This fitness metric is simplistic because it might just happen that an important word
somehow also appears in a <script> section, or
it might be that a word that appears in a <title>
element is not as important to the body of the document as your assumption.
You can make additional improvements for scoring documents and
generating more appropriate keywords, but let's move on to integrating some
heavier-duty tools for performing text analysis.
Textual analysis using web services
Many commercial and open source tools are available that perform natural language processing (NLP). Here are some of most popular open source packages:
- GATE. A natural language processing and engineering tool.

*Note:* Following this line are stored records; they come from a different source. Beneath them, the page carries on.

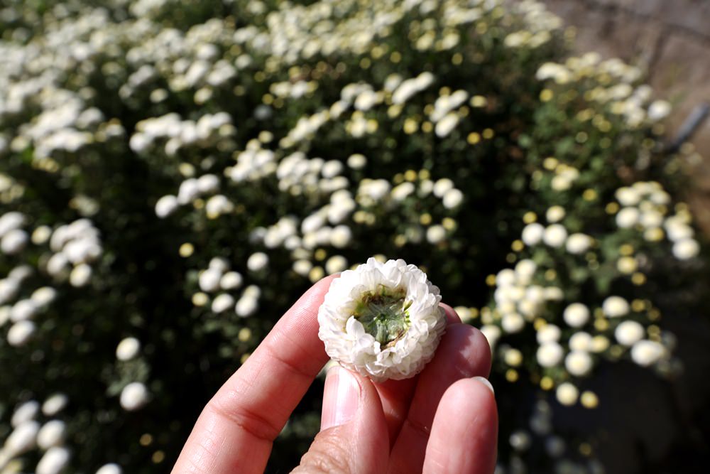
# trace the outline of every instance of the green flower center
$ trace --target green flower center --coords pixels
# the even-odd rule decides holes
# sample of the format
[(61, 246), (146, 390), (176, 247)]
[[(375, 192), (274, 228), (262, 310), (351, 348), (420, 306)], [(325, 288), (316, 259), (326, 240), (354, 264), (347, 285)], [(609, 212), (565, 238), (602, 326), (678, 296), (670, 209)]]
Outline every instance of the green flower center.
[(365, 328), (383, 348), (399, 340), (409, 328), (409, 307), (407, 292), (402, 288), (388, 288), (384, 285), (361, 296), (353, 316)]

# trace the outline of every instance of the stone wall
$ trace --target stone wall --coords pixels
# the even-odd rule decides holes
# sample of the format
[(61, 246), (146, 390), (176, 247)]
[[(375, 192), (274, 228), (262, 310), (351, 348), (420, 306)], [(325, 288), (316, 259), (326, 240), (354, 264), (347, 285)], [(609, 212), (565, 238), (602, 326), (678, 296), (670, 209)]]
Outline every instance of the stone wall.
[[(674, 104), (672, 135), (693, 109), (710, 103), (710, 0), (542, 0), (577, 29), (580, 52), (596, 50), (648, 71), (657, 95)], [(702, 156), (692, 166), (688, 199), (710, 235), (710, 118), (692, 142)]]

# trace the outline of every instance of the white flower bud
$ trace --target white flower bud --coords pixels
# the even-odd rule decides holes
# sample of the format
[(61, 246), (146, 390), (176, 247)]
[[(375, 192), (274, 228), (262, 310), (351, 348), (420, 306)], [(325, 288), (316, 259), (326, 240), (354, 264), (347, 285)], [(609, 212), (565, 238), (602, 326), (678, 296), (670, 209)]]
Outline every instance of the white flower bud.
[(560, 220), (564, 218), (564, 208), (562, 206), (554, 205), (549, 209), (545, 214), (545, 218), (547, 222), (550, 224), (554, 224), (555, 222), (559, 222)]
[(510, 447), (516, 451), (527, 451), (532, 443), (530, 435), (520, 430), (511, 433), (508, 441), (510, 443)]
[(449, 189), (446, 192), (442, 200), (442, 203), (443, 203), (444, 207), (447, 209), (453, 209), (461, 204), (463, 200), (464, 193), (458, 189), (454, 188)]
[(208, 268), (200, 274), (200, 277), (197, 279), (200, 289), (207, 293), (216, 291), (219, 289), (219, 282), (222, 277), (222, 272), (216, 268)]
[(616, 200), (623, 206), (634, 206), (641, 200), (638, 191), (633, 188), (624, 186), (616, 190)]
[(51, 420), (42, 425), (37, 433), (37, 446), (45, 451), (64, 441), (67, 425), (60, 420)]
[(244, 279), (236, 271), (227, 271), (219, 279), (219, 287), (223, 290), (234, 290), (241, 286)]
[(333, 359), (377, 382), (415, 375), (446, 327), (439, 289), (403, 260), (373, 258), (332, 281), (318, 311)]
[(559, 340), (562, 331), (559, 328), (554, 324), (546, 324), (537, 330), (535, 338), (538, 344), (547, 344), (547, 343), (557, 343)]
[(642, 340), (631, 348), (631, 359), (642, 367), (655, 364), (665, 353), (665, 348), (653, 340)]
[(570, 406), (577, 403), (577, 398), (579, 397), (579, 391), (577, 387), (569, 382), (564, 382), (557, 387), (555, 396), (557, 398), (557, 402), (560, 404)]
[(547, 245), (559, 247), (564, 244), (567, 239), (567, 230), (560, 224), (552, 224), (545, 228), (542, 240)]
[(126, 338), (116, 348), (116, 358), (119, 360), (131, 360), (141, 352), (141, 341), (136, 338)]
[(586, 234), (576, 233), (567, 237), (566, 248), (573, 255), (584, 254), (591, 247), (592, 239)]
[(10, 211), (5, 212), (0, 216), (0, 238), (11, 230), (20, 227), (25, 224), (25, 216), (21, 212), (17, 211)]
[(2, 451), (13, 457), (26, 453), (36, 446), (39, 431), (40, 424), (37, 421), (25, 421), (19, 424), (5, 440)]
[(13, 229), (0, 239), (0, 250), (4, 254), (14, 255), (22, 252), (29, 239), (29, 236), (24, 230)]
[(60, 474), (69, 463), (70, 458), (66, 448), (50, 448), (37, 463), (35, 474)]
[(640, 213), (635, 208), (624, 208), (616, 215), (616, 225), (621, 229), (629, 229), (638, 223)]
[(325, 262), (325, 271), (329, 275), (342, 271), (348, 266), (348, 261), (342, 255), (334, 255)]
[(246, 267), (251, 271), (260, 271), (268, 264), (268, 257), (263, 252), (257, 252), (249, 256), (246, 261)]
[(72, 272), (69, 274), (69, 283), (72, 286), (80, 288), (89, 283), (91, 278), (92, 269), (86, 264), (79, 264), (74, 267)]
[(589, 354), (582, 350), (573, 350), (564, 358), (564, 367), (572, 375), (582, 377), (591, 370), (592, 360)]
[(441, 225), (432, 225), (427, 229), (427, 240), (430, 244), (438, 244), (446, 238), (446, 230)]
[(572, 303), (564, 308), (564, 322), (572, 328), (581, 328), (589, 321), (589, 308), (581, 303)]
[(132, 382), (121, 391), (119, 402), (124, 410), (133, 411), (148, 403), (148, 388), (140, 382)]
[(630, 311), (628, 302), (621, 296), (609, 296), (601, 304), (601, 311), (608, 318), (619, 318)]
[(681, 239), (673, 244), (672, 252), (679, 260), (688, 260), (700, 253), (700, 245), (694, 239)]
[(654, 101), (648, 107), (648, 118), (653, 122), (662, 120), (668, 116), (668, 114), (670, 113), (670, 104), (667, 101)]
[(537, 264), (530, 259), (520, 260), (515, 264), (515, 276), (522, 284), (528, 284), (537, 270)]
[(236, 316), (241, 318), (251, 316), (259, 307), (258, 301), (256, 297), (246, 294), (246, 291), (244, 293), (245, 294), (236, 302), (236, 306), (234, 308)]
[(630, 347), (643, 339), (646, 331), (643, 326), (636, 321), (623, 321), (614, 330), (614, 337), (621, 345)]
[(539, 348), (535, 357), (537, 363), (542, 367), (555, 367), (562, 360), (564, 351), (557, 343), (546, 343)]
[(542, 240), (545, 235), (545, 227), (537, 222), (528, 224), (523, 230), (522, 239), (528, 247), (534, 247)]
[(96, 474), (123, 474), (123, 472), (121, 466), (111, 463), (111, 464), (104, 464), (99, 468), (99, 470), (96, 471)]

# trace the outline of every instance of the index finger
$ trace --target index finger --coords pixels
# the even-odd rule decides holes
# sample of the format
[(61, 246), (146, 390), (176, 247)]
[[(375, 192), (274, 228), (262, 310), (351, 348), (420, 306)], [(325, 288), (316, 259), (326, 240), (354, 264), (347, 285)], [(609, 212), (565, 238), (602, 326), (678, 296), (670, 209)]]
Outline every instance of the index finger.
[(317, 313), (334, 278), (306, 291), (209, 400), (173, 473), (263, 472), (273, 440), (328, 360)]

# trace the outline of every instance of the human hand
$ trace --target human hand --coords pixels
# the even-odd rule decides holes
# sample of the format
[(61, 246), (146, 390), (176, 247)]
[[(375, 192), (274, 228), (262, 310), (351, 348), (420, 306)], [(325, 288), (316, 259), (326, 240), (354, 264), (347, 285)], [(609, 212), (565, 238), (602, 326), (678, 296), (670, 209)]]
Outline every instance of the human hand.
[[(317, 315), (333, 278), (301, 296), (207, 403), (173, 474), (263, 471), (273, 440), (328, 360)], [(480, 331), (442, 306), (447, 333), (419, 375), (373, 383), (329, 370), (321, 431), (294, 473), (493, 472), (498, 416), (483, 378), (491, 351)]]

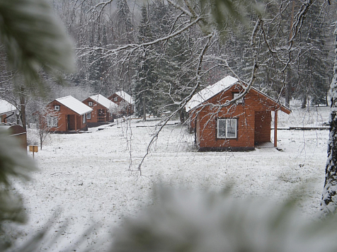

- Apache Unstructured Information Management Architecture. Originally developed by IBM.
- RapidMiner. Data and text mining software.
- Carrot2. Text and search results framework (with clustering).
In addition, several web services provide useful textual analysis. The second half of this article focuses on how to use these services in your XQuery files. You use the EXPath HTTP Client library to access them.
YQL is a SQL-like language that lets you query data across a range of Yahoo! web services. Yahoo! is used to expose a lot of its data and services using a suite of web services; now, it uses different endpoints and methods for accessing these services through a single interface: YQL.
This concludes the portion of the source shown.